Multi-Armed Bandits with Interference
Su Jia, Peter Frazier, Nathan Kallus
TL;DR
This work extends online experimentation to settings with spatially decaying interference (MABI) and adversarial rewards, introducing a formal model with unit-level rewards depending on all treatments. It shows switchback policies achieve $\tilde{O}(\sqrt{T})$ expected regret but with high variance, motivating a cluster-based approach that combines implicit exploration and robust partitioning to obtain a high-probability regret bound vanishing in $N$. The proposed HT-IX estimator within EXP3-IX, together with a robust $(\ell,r)$-random partition, yields near-optimal $\tilde{O}(\sqrt{kT})$ expected regret and tail guarantees that improve as the number of units grows, with Corollaries covering no-interference, $\kappa$-neighborhood interference, and power-law interference. Experiments corroborate the theory, showing substantial tail-risk reductions for cluster-based designs in large-scale settings typical of online platforms.
Abstract
Experimentation with interference poses a significant challenge in contemporary online platforms. Prior research on experimentation with interference has concentrated on the final output of a policy.
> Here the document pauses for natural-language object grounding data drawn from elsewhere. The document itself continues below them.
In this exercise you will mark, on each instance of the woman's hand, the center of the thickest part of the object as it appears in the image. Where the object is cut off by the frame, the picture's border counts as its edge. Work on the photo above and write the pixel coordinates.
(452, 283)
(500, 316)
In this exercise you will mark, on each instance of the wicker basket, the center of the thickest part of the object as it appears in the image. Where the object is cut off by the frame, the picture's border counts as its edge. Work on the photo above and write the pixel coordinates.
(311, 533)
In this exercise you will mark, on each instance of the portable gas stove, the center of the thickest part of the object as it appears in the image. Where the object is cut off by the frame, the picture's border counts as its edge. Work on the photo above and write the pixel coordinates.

The cumulative performance, while equally crucial, is less well understood. To address this gap, we introduce the problem of {\em Multi-armed Bandits with Interference} (MABI), where the learner assigns an arm to each of $N$ experimental units over a time horizon of $T$ rounds. The reward of each unit in each round depends on the treatments of {\em all} units, where the influence of a unit decays in the spatial distance between units. Furthermore, we employ a general setup wherein the reward functions are chosen by an adversary and may vary arbitrarily across rounds and units. We first show that switchback policies achieve an optimal {\em expected} regret $\tilde O(\sqrt T)$ against the best fixed-arm policy. Nonetheless, the regret (as a random variable) for any switchback policy suffers a high variance, as it does not account for $N$. We propose a cluster randomization policy whose regret (i) is optimal in {\em expectation} and (ii) admits a high probability bound that vanishes in $N$.